Almost the mid point for me and the students are sitting
their mid-term exams. This is fragmenting my timetable a little but it’s all
part of the experience. Since my last post, I have taught a good many more
lessons and I’ve recorded some highlights here.
My first active/passive lesson was not especially successful
but with feedback from the teachers in the school, I was able to develop a much
more effective lesson (for the observation) that I taught later in the week.
I actually enjoyed teaching countable/uncountable nouns to 1st
ESO today –the students were studying the vocabulary of food so to begin the
lesson, I filled 2/3 of the board with their suggested vocabulary items
(checking pronunciation, especially with cognates, along the way). Then I provided
some sentences on the board with gaps to fill with some/a(n)/any which we
completed as a whole class. I handed the chalk (and quite a lot of control) to
one of the students so that the class could identify the countable nouns in our
vocabulary bank. This was brilliant because it uncovered problems with yogurt
and coffee and allowed us to explore countable cups but uncountable quantities
of ground coffee!

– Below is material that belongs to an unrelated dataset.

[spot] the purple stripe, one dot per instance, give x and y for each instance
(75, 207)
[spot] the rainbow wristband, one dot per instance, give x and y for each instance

Armed with this conceptual understanding, the students
attacked their student book grammar exercises with confidence leaving us to
deal with ‘fruit’ in feedback since las
frutas means that fruit is countable in Spanish.
My native speaker status has me delivering some mini lessons
on pronunciation within lessons taught by the school-teachers. There’s nothing like
a good tongue twister, making silly sounds and pulling silly faces to get a
group of 30 teenagers to laugh with (at) you. Mind you, they laugh less when
you point out that you want them to mimic the faces and sounds.
After the exams, the 2 Bach students are going to look at
some poetry. They have a new teacher who has started this week and who wants to
take them away from the relative safety of their textbooks and grammar
exercises. This is a different approach to the ‘authentic materials’ lesson but
the aim is to develop vocabulary and get the students thinking about, and manipulating,
the language in ways new to them. Of course, as a former school English teacher
I’m looking forward to sharing some literature with these students but also
well aware of the challenges and potential pitfalls of upcoming lessons!